それから仕事は振り出しに戻った。アコースティックギターにギターマイクをつけてひとりでエンターティナーの仕事をこなした。
そのうちラテンギター、ジャズギター、女性ピアノという変則的な編成のバンドのベース兼ヴォーカルを頼まれた。ロックも演歌も歌謡曲もラテンインストルメンタルもなんでもありだった。とにかく譜面をたくさんコピーしてきてなんでもやれるようにまわりもちでだれかの家に集まって練習した。のど自慢などの出場者のバック演奏も譜面通りではなくその人のキーにあわせてすぐ弾けなければいけない。審査の間にはわたしはゲストのプロとして演歌の「与作」を歌ってみせたりした。わたしの家の裏庭で日曜に機材を使用してみんなで稽古していると裏の長屋のメキシカンや黒人住民が石を投げ込んできた。休みの日にうるさいと腹が立ったのだろう。わたしにとってそれは幸せな日々であった、とにかく歌を歌って暮らせるのだから…。
それは幼い頃からの望みだった

 そのころ、島健 はジャズ雑誌のファン投票で上位に入るトランペッター、アル・ヴィズッティ (AL VIZZUTTI)のバンドでキーボードを弾いていたがそれだけでは生活できないのでクラブのピアニストも始めた。わたしはその店に仕事ではなく客のフリして訪れてかれの伴奏でスタンダードやポピュラーソングを歌ったりした。

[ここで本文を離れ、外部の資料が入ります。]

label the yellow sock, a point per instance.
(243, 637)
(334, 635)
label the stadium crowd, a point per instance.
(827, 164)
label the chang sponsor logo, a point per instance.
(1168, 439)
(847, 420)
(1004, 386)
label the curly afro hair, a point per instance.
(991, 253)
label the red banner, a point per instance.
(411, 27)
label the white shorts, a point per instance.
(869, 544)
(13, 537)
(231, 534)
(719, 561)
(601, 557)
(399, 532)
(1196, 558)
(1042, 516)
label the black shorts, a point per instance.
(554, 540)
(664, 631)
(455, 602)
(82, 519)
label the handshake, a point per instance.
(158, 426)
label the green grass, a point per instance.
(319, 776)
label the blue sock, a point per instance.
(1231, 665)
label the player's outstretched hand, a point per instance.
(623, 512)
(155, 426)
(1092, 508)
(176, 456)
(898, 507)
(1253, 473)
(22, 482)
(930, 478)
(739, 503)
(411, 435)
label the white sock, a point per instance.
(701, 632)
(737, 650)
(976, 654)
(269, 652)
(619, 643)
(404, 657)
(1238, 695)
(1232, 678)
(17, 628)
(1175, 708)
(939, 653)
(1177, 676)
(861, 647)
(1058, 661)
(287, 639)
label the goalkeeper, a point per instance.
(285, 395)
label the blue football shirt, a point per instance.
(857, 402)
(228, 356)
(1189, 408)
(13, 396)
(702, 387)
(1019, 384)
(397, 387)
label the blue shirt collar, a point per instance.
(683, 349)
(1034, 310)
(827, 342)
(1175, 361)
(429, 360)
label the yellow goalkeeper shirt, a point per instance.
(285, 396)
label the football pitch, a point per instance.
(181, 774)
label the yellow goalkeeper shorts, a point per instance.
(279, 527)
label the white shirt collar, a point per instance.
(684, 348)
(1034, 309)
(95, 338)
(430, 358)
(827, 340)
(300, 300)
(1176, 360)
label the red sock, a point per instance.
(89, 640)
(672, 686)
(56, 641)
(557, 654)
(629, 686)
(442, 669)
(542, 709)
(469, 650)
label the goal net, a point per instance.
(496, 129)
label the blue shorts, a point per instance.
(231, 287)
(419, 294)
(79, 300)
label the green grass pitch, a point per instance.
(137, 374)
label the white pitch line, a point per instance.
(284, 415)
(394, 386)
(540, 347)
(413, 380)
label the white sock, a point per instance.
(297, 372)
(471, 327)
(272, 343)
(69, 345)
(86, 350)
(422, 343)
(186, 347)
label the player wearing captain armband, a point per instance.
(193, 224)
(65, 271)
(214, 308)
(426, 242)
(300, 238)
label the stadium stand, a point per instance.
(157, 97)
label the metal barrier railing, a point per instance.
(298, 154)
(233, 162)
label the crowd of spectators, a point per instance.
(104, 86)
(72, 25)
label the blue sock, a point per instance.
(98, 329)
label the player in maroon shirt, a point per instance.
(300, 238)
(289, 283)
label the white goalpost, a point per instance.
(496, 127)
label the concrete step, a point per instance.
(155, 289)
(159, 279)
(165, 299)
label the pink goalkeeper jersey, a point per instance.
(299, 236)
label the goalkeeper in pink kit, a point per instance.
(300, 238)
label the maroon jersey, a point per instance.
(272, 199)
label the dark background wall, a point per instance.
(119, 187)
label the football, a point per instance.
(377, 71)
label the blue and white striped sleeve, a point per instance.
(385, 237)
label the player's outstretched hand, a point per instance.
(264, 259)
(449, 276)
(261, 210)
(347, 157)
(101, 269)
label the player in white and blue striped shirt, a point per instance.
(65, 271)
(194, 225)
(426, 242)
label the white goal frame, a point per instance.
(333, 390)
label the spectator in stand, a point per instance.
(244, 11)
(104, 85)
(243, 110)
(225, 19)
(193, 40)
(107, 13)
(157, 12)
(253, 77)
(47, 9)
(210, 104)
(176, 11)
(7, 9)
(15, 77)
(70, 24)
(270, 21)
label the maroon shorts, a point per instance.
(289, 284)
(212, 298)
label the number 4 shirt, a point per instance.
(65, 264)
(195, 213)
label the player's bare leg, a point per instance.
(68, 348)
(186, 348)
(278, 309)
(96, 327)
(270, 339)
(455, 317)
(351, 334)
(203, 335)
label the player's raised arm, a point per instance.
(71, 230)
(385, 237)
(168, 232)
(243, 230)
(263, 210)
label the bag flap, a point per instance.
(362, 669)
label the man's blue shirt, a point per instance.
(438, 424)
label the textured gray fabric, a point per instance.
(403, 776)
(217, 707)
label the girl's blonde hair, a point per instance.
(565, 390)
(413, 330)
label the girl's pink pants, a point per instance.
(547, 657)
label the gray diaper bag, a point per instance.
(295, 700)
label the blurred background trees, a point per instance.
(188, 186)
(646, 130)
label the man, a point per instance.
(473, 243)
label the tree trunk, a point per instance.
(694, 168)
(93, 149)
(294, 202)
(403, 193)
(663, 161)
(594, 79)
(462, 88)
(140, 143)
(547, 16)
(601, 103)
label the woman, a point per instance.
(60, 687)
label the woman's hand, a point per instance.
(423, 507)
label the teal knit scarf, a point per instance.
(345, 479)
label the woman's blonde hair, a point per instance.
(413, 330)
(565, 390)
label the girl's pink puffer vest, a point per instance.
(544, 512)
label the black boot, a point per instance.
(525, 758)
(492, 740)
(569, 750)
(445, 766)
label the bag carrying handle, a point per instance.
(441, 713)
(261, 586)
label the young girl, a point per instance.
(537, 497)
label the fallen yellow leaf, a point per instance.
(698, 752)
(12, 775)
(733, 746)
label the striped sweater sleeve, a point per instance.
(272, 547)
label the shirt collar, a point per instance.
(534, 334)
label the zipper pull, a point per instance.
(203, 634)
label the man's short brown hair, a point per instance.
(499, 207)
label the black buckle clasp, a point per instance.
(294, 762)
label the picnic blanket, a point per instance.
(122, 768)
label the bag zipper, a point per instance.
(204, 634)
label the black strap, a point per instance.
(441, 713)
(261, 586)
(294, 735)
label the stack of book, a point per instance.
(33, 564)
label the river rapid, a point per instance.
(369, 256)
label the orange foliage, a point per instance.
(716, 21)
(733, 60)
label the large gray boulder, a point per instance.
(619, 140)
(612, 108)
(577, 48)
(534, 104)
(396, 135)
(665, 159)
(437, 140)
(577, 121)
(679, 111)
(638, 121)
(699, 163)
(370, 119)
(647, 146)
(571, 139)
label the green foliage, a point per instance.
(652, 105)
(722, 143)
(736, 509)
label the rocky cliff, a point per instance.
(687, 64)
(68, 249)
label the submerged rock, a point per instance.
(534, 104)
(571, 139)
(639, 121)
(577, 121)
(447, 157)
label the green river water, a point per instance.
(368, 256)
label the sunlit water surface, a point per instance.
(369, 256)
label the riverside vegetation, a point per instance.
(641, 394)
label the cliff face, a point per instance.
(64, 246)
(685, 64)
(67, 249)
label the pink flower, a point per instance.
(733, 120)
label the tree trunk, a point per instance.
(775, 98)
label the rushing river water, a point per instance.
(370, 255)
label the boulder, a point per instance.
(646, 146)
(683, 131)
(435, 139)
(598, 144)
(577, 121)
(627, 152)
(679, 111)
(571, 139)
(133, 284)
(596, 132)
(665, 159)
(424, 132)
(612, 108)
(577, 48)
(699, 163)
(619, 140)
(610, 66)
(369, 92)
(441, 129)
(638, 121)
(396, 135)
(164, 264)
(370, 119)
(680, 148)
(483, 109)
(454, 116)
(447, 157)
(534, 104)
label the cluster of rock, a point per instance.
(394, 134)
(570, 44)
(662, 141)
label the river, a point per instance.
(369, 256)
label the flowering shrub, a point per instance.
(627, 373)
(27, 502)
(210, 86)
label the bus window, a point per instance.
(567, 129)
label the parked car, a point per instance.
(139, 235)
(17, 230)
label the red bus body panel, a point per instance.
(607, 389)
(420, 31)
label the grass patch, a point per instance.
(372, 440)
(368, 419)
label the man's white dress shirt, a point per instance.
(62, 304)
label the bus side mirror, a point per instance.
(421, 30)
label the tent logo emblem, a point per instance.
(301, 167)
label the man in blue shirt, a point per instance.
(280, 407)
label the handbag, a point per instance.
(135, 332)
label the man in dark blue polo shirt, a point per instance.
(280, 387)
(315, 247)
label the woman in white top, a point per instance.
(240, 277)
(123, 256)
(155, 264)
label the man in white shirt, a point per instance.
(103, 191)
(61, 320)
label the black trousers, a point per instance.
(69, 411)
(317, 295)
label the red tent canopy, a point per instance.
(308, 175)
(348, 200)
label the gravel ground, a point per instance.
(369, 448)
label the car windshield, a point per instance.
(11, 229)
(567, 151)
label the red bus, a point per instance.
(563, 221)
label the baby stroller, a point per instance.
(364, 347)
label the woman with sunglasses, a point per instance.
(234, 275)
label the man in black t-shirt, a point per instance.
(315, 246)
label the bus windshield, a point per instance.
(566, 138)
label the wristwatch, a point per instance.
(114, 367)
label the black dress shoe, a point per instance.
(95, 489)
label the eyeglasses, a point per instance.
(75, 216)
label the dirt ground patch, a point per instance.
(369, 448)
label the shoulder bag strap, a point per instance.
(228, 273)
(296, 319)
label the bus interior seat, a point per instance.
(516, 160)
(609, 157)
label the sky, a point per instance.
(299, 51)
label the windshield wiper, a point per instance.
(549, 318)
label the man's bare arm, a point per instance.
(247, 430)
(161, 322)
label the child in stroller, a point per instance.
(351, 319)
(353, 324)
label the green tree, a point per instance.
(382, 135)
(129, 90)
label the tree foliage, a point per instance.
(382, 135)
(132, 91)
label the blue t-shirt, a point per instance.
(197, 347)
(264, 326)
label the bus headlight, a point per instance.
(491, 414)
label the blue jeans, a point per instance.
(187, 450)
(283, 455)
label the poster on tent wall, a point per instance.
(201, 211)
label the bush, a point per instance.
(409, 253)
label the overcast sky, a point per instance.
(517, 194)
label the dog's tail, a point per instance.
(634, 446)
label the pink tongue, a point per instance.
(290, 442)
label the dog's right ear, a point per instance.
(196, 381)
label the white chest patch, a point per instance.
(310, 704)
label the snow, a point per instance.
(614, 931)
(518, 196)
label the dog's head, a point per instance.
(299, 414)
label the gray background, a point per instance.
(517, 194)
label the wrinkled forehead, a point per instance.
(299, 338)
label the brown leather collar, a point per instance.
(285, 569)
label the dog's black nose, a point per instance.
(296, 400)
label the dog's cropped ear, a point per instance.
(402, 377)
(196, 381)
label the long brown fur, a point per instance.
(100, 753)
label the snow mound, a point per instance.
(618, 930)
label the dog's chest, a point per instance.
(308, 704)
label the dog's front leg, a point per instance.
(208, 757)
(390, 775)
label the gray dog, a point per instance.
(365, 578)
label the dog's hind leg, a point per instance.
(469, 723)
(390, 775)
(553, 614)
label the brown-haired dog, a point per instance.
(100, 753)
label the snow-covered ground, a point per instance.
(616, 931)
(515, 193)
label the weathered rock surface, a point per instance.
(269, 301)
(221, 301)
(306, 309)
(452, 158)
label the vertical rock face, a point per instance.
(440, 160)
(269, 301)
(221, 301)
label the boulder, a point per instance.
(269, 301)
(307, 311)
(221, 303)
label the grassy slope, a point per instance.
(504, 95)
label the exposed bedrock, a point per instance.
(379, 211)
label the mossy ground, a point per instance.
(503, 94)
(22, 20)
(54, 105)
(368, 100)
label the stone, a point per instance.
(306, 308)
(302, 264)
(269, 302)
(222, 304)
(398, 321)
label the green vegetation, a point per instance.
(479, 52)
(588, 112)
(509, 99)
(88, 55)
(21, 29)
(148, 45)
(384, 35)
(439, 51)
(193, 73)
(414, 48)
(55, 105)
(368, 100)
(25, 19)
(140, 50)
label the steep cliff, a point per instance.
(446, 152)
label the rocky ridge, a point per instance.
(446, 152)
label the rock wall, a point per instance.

 ある音響メーカーの新製品のPCMレコーダーがいかにクリアな音でデジタル録音できるかのテストと宣伝のためにジャズバンドの紹介を頼まれて、わたしはアル・ヴィズッティのバンド を紹介した。ひとり100ドルのペイで請け負って、ドラムス、ベース、ギター、キーボード、トランペットとプロユースのスタジオで時間をかけてPCM録音した。それが日本でその社の宣伝資材として使用されたのだろう。
そのとき、島健はキーボードをハモンドオルガンの名器B3の音が出る設定にしたと自慢していた。一般の人には、それがどうした、という話題だがわたしは感心してその音を聴いた。かれは仕事をまわしたお礼にわたしの曲をアレンジしてやる、といっていた。それはかれらにとっておいしい仕事だったのだろう。

 わたしは「カリフォルニア・サンシャイン」のシングルを作っている時、島にアレンジを頼んでアルにトランペットのソロを頼もうかと思ったが、それではあまりに人頼みに過ぎるので思いとどまった。今にして思えばそれも面白かったかも。なにしろ島がのちに日本でストリングスアレンジしたサザンオールスターズの「TSUNAMI」はレコード大賞を受賞したのだから…。
 やがてラテンギター、ジャズギター、女性ピアノにわたしのベース兼ヴォーカルのバンドもみんなのモチベーションが落ちて自然解消のようになった。日々の仕事をこなすだけでなにかの目標がないとバンドの維持はむづかしい。
中島茂男はいつのまにか、サンフランシスコから戻ってきていたがもうエンターティナーには戻る気はなく別の方向に転進していた。それでわたしは中古のギブソンレスポール・エレクトリックギターを購入してふたたびひとりでエンターティナーを始めた。どんな形態であろうと歌を歌い人を楽しませて暮らせることは幸せだった。
宮下富実夫、中島茂雄、山下富美雄、そして島健というバラバラな指向性をもつミュージシャンたちをほんの一瞬邂逅させてアルバム「プロセス」を作らせふたたびチリジリにした存在の意図は奈辺にあったのだろう。